Perhaps I should mention some detail about FM transmitters, as performance descriptions run the full gamut from &^#$@ to musical bliss.  There are two families of transmitter, those that tap into the antenna cable, and passive devices that are received by the vehicles external antenna.  The ones that tap into the antenna cable modulate the signal to the FM band, and interrupt the incoming signals.  This type has the nasty habit of crappy performance whn the device is powered off, and you are seeking an FM or AM signal from the aether.  Portable ones fit my personal preference, an I like self-powered ones as they have no clutter factor.

Bob  :smileyvery-happy:

Awsome feed back thanks, I wouldn’t mind the FM transmitter if I new the quality was going to as good as Aux connection or USB. I do have a Aux connection in the rear (didn’t want to take out the dash to get to it) so I was lookign for another method. To bad there is not a FM transmitter that would shoot from the device straight to the head unit ignoring FM principles and Radio waves  that would be nice. I guess I will just have to stick to Thumb drives until someone can make a FM transmitter that can play lossless (or close to it) playback. By the way how does your BBC broad cast sound? more cd quality or more radio? Is this a heavily populated area. Thank for any more feed back. I posted this question on five boards and you are the first to reply at all.

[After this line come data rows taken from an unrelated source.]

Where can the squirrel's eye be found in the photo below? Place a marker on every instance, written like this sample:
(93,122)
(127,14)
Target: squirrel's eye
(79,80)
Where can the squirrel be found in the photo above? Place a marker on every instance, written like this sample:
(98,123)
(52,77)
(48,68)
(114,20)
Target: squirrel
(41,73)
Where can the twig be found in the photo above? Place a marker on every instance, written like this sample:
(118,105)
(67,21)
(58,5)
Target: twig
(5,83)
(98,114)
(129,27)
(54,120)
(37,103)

So thumbs up :slight_smile:

I have found that quite a few of the latest models of vehicles employ in-glass antennae, the best ones employ several with a differential-signal system that chooses the best one.  Entering several cars, the guys are amazed at how clean the sound is. I would rate the sound quality of the local Sansa broadcast as cleaner than the terrestrial FM signals here.

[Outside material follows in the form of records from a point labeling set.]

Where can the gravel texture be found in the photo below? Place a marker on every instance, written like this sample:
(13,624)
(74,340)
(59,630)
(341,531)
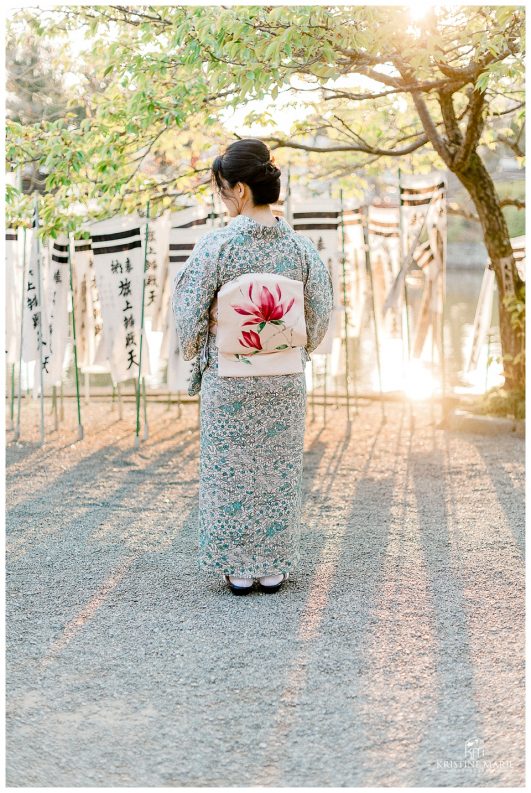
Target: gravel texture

Check with the technical specifications for your head unit, and look into an OEM type aux adapter.  The net result is worth the effort.  For the mean time, you can enjoy your Rhapsody subscription with a wee gadget, great results for a device that costs the same as a case of beer.  (Beer has gotten expensive, hasn’t it?  I haven’t purchased “mass quantities” in 20 years.)

Down the road (pardon the pun) you can remove the head unit for a more permanent fix, or if your luck is anything like mine, it will be time for a new head unit in a year or so anyway.  I have seen some real horror scenes behind the dash, owing mostly to the stereo shop mentality of hiring some pimply kid to cram those radios in there for a pittance.  Lots of quick connects and gobs of electrical tape, gnarling up a nice factory wiring harness.